In accordance with our legal and regulatory obligations and our internal policies and procedures, we may also use personal information to carry out due diligence on potential or actual donors. If you opt out of analysis of your data for due diligence purposes, we may not be able to accept donations from you.
HOW WILL WE DISCLOSE THE INFORMATION WE HAVE COLLECTED TO OUTSIDE PARTIES?
RightsInfo may provide your information to our service providers. Subject to your communication preferences and our internal policies and procedures, this would include providing your information to third parties that work with us to deliver on our charitable purposes, and other entities that act as fundraisers for RightsInfo, or provide RightsInfo with marketing information and services.
Where you have agreed to receive email marketing communications from us, we may provide your email address in an encrypted format to social media companies, such as Facebook, Instagram, Twitter or YouTube, or to digital advertising networks that are providing services to us by displaying our advertising to you on those social media platforms and other websites, as well as identifying audiences with interests similar to yours. You can opt out of your data being used to display advertising to you by contacting our Data Protection Officer as described above. However, this will not prevent our advertisements being shown to you on a randomised basis or based on cookie data and may mean that you stop receiving marketing communications from us more generally.
We enter into contracts with all of these service providers that require them to comply with data protection laws and to ensure that they have appropriate controls in place to protect the security of your information.
We will never sell your details and, except as indicated below, will only share your details with third parties (who are not service providers working at our direction) if you ask us to. We will not make cold telephone calls to members of the general public and, therefore, will not purchase your data in order to do so.
We may disclose your personal information if we are requested or required to do so by a regulator or law enforcement or in order to enforce or apply our rights (including in relation to our website or other applicable terms and conditions) or to protect RightsInfo, for example in cases of suspected fraud or defamation, or in order to comply with any other applicable legal obligation.
HOW DO WE PROTECT YOUR PERSONAL INFORMATION?
We take appropriate physical, electronic and managerial measures to ensure that we keep your information secure, accurate and up to date, and that we only keep it as long as is reasonable and necessary.
Although we use appropriate security measures once we have received your personal information, the transmission of information over the internet is never completely secure. We do our best to protect personal information, but we cannot guarantee the security of information transmitted to our website, so any transmission is at the user’s own risk. However, any payment card details (such as credit or debit cards) we receive on our website are passed securely to our payment processing provider according to the Payment Card Industry Security Standards.
HOW CAN YOU CHANGE YOUR MARKETING PREFERENCES OR UPDATE THE INFORMATION WE HOLD ABOUT YOU?

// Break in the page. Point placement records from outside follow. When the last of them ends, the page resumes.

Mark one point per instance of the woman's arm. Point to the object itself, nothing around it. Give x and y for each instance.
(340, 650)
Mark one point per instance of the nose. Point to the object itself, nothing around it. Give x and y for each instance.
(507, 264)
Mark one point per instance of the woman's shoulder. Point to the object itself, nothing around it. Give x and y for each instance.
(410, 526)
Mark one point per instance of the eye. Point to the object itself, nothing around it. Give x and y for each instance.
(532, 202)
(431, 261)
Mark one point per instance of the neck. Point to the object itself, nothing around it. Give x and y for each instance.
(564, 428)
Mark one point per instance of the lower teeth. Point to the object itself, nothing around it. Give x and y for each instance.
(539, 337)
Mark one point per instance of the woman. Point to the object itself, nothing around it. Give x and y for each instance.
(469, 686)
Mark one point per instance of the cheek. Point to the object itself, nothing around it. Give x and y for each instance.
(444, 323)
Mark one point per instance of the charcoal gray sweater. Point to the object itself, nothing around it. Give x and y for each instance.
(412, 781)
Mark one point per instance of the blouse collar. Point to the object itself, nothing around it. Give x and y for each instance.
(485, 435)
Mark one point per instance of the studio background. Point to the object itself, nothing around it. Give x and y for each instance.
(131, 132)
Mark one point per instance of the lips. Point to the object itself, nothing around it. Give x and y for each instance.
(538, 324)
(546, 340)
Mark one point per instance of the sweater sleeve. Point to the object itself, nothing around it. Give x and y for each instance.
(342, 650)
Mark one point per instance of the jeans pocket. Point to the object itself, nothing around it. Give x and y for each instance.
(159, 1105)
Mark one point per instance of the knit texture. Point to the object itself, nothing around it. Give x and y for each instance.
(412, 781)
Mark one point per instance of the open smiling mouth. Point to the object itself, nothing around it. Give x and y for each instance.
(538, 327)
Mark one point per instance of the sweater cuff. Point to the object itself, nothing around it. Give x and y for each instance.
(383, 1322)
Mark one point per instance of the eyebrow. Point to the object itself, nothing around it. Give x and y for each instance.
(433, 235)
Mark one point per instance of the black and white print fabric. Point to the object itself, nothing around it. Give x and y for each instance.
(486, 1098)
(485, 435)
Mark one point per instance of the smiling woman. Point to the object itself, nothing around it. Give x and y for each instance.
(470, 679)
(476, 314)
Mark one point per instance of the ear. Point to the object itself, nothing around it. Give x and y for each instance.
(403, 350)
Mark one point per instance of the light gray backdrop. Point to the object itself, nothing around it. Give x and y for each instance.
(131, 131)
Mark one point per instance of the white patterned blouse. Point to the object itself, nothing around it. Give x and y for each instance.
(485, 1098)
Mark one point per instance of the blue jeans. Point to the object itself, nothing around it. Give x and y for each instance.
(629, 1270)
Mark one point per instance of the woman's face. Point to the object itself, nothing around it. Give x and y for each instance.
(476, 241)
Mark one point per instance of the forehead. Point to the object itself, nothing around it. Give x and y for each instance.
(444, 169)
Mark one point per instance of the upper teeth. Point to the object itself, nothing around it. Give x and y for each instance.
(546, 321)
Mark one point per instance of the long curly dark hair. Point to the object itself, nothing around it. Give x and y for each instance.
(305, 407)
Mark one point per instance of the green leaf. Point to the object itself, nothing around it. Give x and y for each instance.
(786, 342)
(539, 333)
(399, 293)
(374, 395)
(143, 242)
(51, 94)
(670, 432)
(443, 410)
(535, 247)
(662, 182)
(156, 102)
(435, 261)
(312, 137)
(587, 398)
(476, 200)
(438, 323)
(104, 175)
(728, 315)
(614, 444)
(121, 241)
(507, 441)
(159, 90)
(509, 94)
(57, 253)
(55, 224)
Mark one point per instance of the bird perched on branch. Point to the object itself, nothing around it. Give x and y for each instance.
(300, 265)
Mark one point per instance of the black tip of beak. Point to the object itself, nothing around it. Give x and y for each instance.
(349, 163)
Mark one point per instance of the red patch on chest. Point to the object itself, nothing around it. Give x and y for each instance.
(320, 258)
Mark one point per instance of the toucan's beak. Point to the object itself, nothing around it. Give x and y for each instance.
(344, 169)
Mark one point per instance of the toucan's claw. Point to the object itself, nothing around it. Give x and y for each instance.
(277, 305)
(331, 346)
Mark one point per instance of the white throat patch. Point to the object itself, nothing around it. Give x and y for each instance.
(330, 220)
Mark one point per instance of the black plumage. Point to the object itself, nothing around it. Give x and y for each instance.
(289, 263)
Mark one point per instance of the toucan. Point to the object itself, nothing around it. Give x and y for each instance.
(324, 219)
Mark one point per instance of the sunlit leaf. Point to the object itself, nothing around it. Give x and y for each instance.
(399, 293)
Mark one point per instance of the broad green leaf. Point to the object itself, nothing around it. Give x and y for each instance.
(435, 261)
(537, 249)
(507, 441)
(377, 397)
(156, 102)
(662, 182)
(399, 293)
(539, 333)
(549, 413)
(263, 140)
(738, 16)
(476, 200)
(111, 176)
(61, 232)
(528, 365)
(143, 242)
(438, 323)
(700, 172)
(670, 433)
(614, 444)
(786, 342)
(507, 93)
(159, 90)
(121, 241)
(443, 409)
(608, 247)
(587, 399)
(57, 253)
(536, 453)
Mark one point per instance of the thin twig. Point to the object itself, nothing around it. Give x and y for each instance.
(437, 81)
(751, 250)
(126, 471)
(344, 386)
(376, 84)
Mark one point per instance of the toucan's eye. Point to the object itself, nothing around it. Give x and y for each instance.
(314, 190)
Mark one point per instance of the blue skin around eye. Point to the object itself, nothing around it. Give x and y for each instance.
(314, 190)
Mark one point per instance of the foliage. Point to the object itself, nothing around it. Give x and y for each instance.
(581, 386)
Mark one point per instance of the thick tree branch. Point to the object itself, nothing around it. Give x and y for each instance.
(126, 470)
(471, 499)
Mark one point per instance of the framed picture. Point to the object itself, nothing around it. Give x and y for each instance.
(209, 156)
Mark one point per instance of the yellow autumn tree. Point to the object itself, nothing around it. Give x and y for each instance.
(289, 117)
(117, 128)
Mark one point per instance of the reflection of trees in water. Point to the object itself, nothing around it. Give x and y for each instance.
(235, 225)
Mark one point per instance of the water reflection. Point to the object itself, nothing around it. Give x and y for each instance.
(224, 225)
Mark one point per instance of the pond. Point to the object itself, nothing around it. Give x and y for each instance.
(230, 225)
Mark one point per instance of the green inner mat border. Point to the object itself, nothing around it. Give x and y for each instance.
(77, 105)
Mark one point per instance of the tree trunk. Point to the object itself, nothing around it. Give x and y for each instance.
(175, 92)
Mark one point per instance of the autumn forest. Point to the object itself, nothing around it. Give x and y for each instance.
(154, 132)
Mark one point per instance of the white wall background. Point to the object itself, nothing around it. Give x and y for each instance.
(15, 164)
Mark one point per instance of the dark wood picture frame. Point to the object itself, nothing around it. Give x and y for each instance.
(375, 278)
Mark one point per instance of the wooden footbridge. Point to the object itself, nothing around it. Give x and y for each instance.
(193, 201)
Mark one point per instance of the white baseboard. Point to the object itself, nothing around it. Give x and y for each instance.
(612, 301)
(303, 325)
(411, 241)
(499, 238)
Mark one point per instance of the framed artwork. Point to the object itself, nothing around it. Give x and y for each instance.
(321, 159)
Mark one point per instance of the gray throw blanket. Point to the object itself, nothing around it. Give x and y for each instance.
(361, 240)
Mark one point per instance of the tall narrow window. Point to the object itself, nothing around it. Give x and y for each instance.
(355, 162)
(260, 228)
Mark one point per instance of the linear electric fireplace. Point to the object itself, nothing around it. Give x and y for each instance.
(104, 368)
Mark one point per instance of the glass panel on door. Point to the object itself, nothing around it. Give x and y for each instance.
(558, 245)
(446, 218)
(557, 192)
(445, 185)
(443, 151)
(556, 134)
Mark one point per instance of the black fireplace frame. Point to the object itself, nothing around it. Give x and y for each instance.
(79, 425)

If you do not wish us to use your personal data for marketing purposes as outlined above, you can use the relevant box on the online form on which we collect your data to indicate your preference.
You can also change any of your marketing preferences at any time (including telling us that you don’t want us to contact you for marketing purposes) by:
- Indicating that you do not wish to receive our marketing emails by clicking the ‘unsubscribe’ link in at the end of our marketing emails;
- Contacting us by email at firstname.lastname@example.org or by phone on 020 7580 0804;
If you have indicated that you do not wish to be contacted for marketing purposes, we will maintain your details on a suppression list to help ensure that we do not continue to contact you for marketing purposes. However, we may still need to contact you for administrative purposes, including (but not limited to):
- Processing a donation you have made and any related Gift Aid;
- Providing you with the information you need in order to participate in an activity or event for which you have registered; and
Explaining and apologising where we have made a mistake.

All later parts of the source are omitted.